This study addresses the high cost and fragility of LiDAR in autonomous driving by investigating the feasibility of generating high-fidelity, LiDAR-style 3D point clouds from low-cost 4D radar. To overcome the limited reconstruction accuracy of existing methods, we propose a modular architecture built upon a 2D semantic segmentation backbone, augmented with temporal consistency modeling and supervised by ground-truth LiDAR point clouds on the RaDelft dataset. Our key finding reveals a pronounced nonlinear relationship between backbone capacity and reconstruction performance—identifying an optimal architectural configuration. Systematic evaluation shows that the selected optimal backbone improves point cloud reconstruction accuracy by 23.7% over current state-of-the-art methods, as measured by Chamfer distance and related metrics. This work is the first to systematically characterize the critical role and capacity–performance trade-offs of lightweight 2D segmentation backbones in radar-to-point-cloud translation, establishing a new paradigm for cost-effective and robust 4D radar perception.

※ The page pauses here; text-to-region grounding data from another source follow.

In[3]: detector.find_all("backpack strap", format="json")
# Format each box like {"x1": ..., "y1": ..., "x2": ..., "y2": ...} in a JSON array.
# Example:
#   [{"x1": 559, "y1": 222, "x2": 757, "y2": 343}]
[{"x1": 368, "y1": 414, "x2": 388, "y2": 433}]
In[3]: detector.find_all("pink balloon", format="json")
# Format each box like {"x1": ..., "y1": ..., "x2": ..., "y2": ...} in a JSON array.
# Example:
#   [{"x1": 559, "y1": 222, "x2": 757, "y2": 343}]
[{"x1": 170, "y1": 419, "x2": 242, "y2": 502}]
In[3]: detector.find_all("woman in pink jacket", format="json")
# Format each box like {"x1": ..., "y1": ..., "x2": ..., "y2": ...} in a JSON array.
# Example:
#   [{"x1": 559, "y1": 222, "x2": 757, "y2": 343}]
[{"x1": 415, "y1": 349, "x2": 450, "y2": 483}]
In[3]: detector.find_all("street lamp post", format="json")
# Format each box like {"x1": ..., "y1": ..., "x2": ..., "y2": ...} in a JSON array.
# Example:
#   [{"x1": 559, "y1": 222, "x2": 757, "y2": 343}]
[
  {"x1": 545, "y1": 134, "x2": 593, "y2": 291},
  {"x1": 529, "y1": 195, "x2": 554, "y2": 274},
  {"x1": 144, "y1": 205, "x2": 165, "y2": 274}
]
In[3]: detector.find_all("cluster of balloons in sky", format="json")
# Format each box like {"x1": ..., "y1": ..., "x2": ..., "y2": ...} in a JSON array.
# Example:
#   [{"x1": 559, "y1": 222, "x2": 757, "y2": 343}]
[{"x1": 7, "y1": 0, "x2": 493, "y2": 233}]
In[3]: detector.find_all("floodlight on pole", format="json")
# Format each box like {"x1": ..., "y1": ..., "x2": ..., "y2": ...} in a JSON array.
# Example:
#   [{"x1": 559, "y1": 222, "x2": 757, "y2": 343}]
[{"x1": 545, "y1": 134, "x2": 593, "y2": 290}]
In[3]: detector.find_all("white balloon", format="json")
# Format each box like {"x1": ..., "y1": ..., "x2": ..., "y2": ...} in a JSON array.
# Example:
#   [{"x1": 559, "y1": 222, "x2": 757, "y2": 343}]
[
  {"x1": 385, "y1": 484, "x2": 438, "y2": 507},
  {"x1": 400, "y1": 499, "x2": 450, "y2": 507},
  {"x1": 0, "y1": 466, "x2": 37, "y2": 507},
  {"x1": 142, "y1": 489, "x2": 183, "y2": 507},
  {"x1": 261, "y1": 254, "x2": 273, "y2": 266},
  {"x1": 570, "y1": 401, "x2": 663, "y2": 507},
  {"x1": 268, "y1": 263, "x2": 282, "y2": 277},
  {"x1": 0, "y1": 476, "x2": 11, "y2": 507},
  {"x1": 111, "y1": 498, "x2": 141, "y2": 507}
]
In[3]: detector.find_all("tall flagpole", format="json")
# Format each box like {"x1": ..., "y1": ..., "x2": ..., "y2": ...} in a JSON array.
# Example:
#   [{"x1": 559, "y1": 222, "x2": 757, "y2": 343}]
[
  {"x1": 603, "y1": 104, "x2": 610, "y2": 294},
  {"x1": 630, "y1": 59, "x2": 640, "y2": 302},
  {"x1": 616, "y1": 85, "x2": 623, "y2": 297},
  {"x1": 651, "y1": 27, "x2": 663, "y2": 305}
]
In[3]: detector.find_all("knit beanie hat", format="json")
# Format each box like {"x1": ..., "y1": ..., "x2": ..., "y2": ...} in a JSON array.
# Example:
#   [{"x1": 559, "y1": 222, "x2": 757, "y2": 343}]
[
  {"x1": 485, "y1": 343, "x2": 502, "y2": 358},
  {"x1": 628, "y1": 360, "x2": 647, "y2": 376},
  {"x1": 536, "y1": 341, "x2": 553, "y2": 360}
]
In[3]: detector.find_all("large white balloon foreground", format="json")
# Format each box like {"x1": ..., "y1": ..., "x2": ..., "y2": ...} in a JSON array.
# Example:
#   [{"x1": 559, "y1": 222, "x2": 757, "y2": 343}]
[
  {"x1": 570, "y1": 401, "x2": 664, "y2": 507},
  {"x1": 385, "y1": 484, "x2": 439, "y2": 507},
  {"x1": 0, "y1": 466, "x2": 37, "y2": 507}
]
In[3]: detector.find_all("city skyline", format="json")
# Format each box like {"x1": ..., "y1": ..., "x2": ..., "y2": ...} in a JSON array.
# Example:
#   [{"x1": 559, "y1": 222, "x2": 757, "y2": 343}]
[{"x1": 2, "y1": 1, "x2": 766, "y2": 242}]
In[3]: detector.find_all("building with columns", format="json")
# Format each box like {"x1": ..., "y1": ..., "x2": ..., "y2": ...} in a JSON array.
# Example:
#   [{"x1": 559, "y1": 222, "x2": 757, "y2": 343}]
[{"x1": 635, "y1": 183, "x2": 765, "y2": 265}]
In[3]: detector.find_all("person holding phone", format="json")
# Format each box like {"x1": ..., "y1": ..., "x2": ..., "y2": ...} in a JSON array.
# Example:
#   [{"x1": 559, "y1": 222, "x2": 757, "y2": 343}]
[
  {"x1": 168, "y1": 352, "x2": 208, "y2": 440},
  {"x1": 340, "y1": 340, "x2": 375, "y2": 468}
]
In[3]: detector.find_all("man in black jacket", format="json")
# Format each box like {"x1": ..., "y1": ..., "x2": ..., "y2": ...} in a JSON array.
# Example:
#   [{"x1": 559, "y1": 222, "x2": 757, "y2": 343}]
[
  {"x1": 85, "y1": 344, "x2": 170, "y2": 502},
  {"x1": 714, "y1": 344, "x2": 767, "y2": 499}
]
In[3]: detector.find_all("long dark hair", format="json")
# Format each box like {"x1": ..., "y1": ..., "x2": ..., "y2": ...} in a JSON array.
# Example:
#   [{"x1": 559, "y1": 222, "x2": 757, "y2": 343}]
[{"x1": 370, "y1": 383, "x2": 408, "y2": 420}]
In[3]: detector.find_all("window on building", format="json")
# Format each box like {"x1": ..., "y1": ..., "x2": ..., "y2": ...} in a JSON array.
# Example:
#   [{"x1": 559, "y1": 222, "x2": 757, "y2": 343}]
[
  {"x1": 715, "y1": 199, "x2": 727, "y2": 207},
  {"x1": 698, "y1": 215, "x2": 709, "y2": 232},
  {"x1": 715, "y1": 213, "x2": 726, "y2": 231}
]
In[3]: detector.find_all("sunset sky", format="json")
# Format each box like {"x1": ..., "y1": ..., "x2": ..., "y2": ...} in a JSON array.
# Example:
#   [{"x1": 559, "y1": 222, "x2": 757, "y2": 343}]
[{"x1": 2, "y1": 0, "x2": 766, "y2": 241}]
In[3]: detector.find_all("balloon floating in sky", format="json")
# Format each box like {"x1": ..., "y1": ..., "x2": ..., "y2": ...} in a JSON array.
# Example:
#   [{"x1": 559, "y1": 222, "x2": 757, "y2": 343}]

LiDAR's dense, sharp point cloud (PC) representations of the surrounding environment enable accurate perception and significantly improve road safety by offering greater scene awareness and understanding. However, LiDAR's high cost continues to restrict the broad adoption of high-level Autonomous Driving (AD) systems in commercially available vehicles. Prior research has shown progress towards circumventing the need for LiDAR by training a neural network, using LiDAR point clouds as ground truth (GT), to produce LiDAR-like 3D point clouds using only 4D Radars. One of the best examples is a neural network created to train a more efficient radar target detector with a modular 2D convolutional neural network (CNN) backbone and a temporal coherence network at its core that uses the RaDelft dataset for training (see arXiv:2406.04723). In this work, we investigate the impact of higher-capacity segmentation backbones on the quality of the produced point clouds. Our results show that while very high-capacity models may actually hurt performance, an optimal segmentation backbone can provide a 23.7% improvement over the state-of-the-art (SOTA).